The stability and predictability of the political process is one of the cornerstones of our Republic. It is an essential part of the governance structure of the nation and is a prime element in the stability and strength of our society. Further, as the experience of many nations around the world demonstrates, political stability and economic and social stability go hand in hand; disruption of either one can lead to instability in the other. Investment, trade, and commerce flourish in those nations where the rules are well known and the system can be counted on for consistency, equanimity and stability. It was the stability of the Republican model that was touted as among its greatest virtues by those who founded the Republic. See generally, The Federalist No. 10 (James Madison).

Indeed, the integrity of the political process has long been recognized by the courts as being a compelling interest of states and their citizen which states can protect. States have a strong interest in the stability of their political systems. Timmons v. Twin Cities Area New Party, ___ U.S. ___, 137 L.Ed.2d 589, 603 (1997), see also Eu v. San Francisco Democratic Com., 489 U.S. 214, 228, 103 L.Ed.2d. 271, 284, 109 S.Ct. 1013 (1989) (Maintaining a stable political system is, “unquestionably” a compelling state interest).

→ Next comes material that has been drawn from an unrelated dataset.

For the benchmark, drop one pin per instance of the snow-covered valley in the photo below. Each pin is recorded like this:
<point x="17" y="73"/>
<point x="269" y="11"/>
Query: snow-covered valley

B. The right to vote and to participate in the electoral process is a fundamental right.

The political system is not just an arbitrary construct through which the public establishes policy. Rather, it is the very mechanism through which the public exercises its most fundamental right: the right to vote. “No right is more precious in a free country than that of having a voice in the election of those who make the laws under which, as good citizens, we must live.” Wesberry v. Sanders, 376 U.S. 1, 17, 11 L.Ed.2d 481, 84 S.Ct. 526 (1964). See, also, Burdick v. Takushi, 504 U.S. 428, 433, 119 L.Ed.2d 245, 252, 112 S.Ct. 2059 (1992) (citing Illinois Bd. of Elections v. Socialist Workers Party, 440 U.S. 173, 184, 59 L.Ed.2d 230, 99 S.Ct. 983 (1979)) (Voting is of the most fundamental significance under our constitutional structure). Participation in the electoral process, then, is not a privilege, or a formality, it is a fundamental piece of our democratic republic.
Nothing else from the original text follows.